Added engineered features:
- `cluster_id`  
- `cluster_distance`  

![image](https://cdn-uploads.huggingface.co/production/uploads/691201ec1b511b23f0c29e8b/MpGG5fa2nTedXgqXhtzhM.png)

Clusters differ by energy, danceability, valence, acousticness, and avg popularity.

---

## 6. Improved Regression Models

Three models were trained on the engineered dataset:

| Model                         | MAE    | RMSE   | R²    |
|------------------------------|--------|--------|-------|
| Enhanced Linear Regression   | ~14.05 | ~19.03 | ~0.27 |
| Random Forest                | ~15.97 | ~19.95 | ~0.20 |
| Gradient Boosting            | ~17.02 | ~20.55 | ~0.15 |

![image](https://cdn-uploads.huggingface.co/production/uploads/691201ec1b511b23f0c29e8b/OTgw25hHbvJ3PAXEF9T2_.png)

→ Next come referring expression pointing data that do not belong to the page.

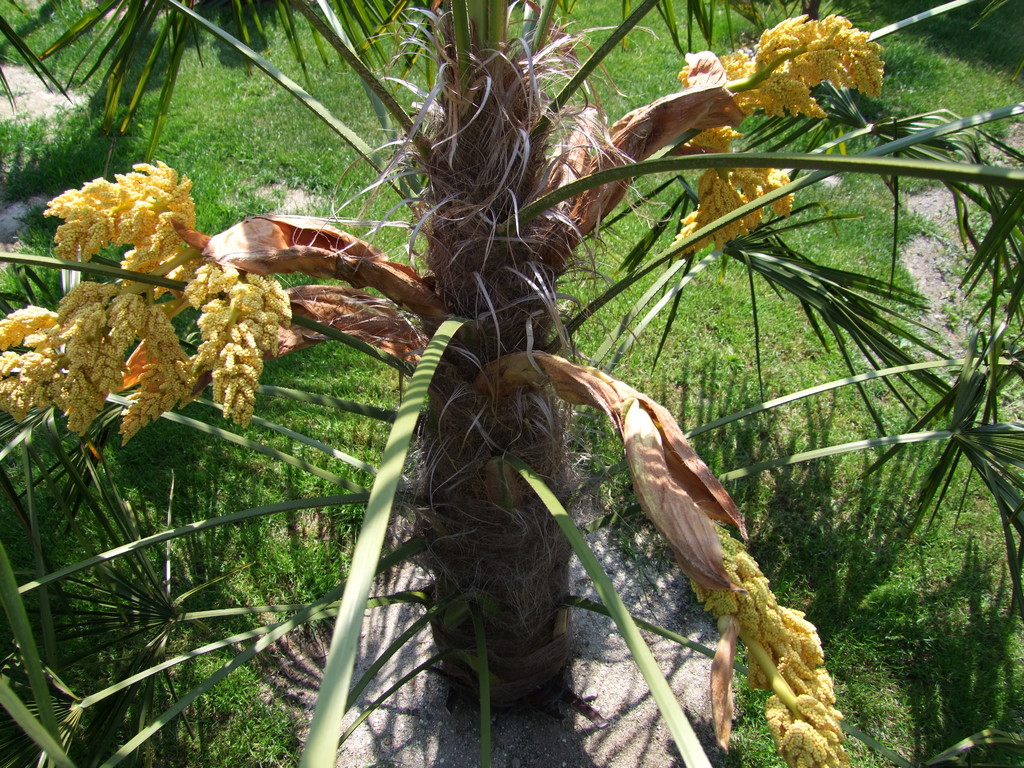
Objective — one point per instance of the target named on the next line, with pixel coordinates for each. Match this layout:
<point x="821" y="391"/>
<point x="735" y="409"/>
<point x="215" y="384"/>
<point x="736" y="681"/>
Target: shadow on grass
<point x="996" y="42"/>
<point x="918" y="630"/>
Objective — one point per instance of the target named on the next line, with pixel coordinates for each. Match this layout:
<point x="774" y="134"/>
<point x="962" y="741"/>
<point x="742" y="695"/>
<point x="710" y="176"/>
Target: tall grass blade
<point x="682" y="732"/>
<point x="322" y="744"/>
<point x="483" y="682"/>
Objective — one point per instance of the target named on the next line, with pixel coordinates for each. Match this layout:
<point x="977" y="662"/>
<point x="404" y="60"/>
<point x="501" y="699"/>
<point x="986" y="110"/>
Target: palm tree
<point x="511" y="173"/>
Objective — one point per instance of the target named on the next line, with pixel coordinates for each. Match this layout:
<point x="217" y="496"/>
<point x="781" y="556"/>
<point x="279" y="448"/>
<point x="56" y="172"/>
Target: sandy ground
<point x="416" y="728"/>
<point x="30" y="99"/>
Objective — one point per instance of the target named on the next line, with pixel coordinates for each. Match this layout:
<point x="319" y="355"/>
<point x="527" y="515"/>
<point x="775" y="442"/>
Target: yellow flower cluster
<point x="139" y="209"/>
<point x="241" y="315"/>
<point x="33" y="377"/>
<point x="75" y="357"/>
<point x="795" y="56"/>
<point x="722" y="192"/>
<point x="164" y="372"/>
<point x="785" y="656"/>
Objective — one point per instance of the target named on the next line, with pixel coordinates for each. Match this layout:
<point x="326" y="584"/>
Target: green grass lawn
<point x="918" y="629"/>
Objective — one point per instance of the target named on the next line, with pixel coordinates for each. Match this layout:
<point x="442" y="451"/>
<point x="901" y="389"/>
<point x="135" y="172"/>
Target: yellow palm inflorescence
<point x="784" y="656"/>
<point x="75" y="357"/>
<point x="241" y="315"/>
<point x="791" y="58"/>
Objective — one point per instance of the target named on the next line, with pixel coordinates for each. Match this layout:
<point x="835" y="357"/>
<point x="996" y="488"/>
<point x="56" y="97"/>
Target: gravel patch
<point x="418" y="727"/>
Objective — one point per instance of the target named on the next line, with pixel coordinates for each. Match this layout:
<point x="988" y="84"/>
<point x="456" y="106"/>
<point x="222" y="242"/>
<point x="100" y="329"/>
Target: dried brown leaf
<point x="357" y="313"/>
<point x="647" y="129"/>
<point x="676" y="488"/>
<point x="280" y="245"/>
<point x="721" y="679"/>
<point x="705" y="69"/>
<point x="674" y="512"/>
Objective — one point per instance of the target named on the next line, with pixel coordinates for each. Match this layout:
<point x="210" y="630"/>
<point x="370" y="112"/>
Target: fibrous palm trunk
<point x="489" y="148"/>
<point x="491" y="543"/>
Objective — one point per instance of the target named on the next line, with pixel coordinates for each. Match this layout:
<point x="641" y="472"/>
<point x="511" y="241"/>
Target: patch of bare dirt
<point x="935" y="259"/>
<point x="31" y="99"/>
<point x="416" y="728"/>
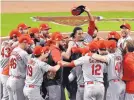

Winner: **Enhanced Linear Regression**  
Tree-based models underperformed due to:
- High-dimensional sparsity (after one-hot + polynomials)  
- Weak signal-to-noise ratio  
- Genre dominating feature space  

Saved model: `spotify_popularity_enhanced_linear_regression.pkl`

---

## 7. Regression to Classification

A binary label was created using the training-set median popularity (35):

- Class 0: popularity < 35  
- Class 1: popularity ≥ 35  

Classes were balanced (~50/50), so no resampling was needed.

Precision was prioritized over recall, since predicting a non-popular track as popular is more costly.

---
## 8. Classification Models

Three models were trained:

| Model                   | Accuracy |
|-------------------------|----------|
| Logistic Regression     | ~0.76    |
| Random Forest           | ~0.75    |
| Gradient Boosting       | ~0.72    |

Winner: Logistic Regression  
It achieved the best precision-recall balance and the lowest misclassification bias.

Saved model: `spotify_popularity_logistic_regression_classifier.pkl`

### **Full Evaluation**

![image](https://cdn-uploads.huggingface.co/production/uploads/691201ec1b511b23f0c29e8b/tVcYnJul6_zp1GIY8S8Bl.png)

![image](https://cdn-uploads.huggingface.co/production/uploads/691201ec1b511b23f0c29e8b/HDgdidPPTISme1hMCnZkH.png)

![image](https://cdn-uploads.huggingface.co/production/uploads/691201ec1b511b23f0c29e8b/PdAIUlRsBfw-z8N7g8UyK.png)

**Logistic Regression** shows the best balance between precision and recall across both classes.

---

## 9. How to Reproduce

Install dependencies:
```bash
pip install -r requirements.txt
```

Run the notebook:
```
Spotify_Popularity_Classification,_Regression,_Clustering_Assignment_2.ipynb
```

The preprocessing pipeline includes:
- Standard scaling  
- Polynomial feature generation  
- One-hot encoding of genres  
- K-Means clustering (k=5)

These steps must be applied before loading any saved model.

---
## 10. Repository Structure

```
project/
│── README.md
│── Leelu_Spotify_Popularity_Assignment_2.ipynb
│── spotify_popularity_enhanced_linear_regression.pkl
│── spotify_popularity_logistic_regression_classifier.pkl
```

---
## 11. Final Summary

This project builds a complete machine learning pipeline for predicting Spotify track popularity.  
Through EDA, feature engineering, regression, and classification, the project demonstrates:

- Popularity is difficult to predict linearly  
- Feature engineering improves model performance  
- Enhanced Linear Regression is best for regression  
- Logistic Regression is best for binary popularity classification  

All final models require the full preprocessing pipeline to reproduce predictions.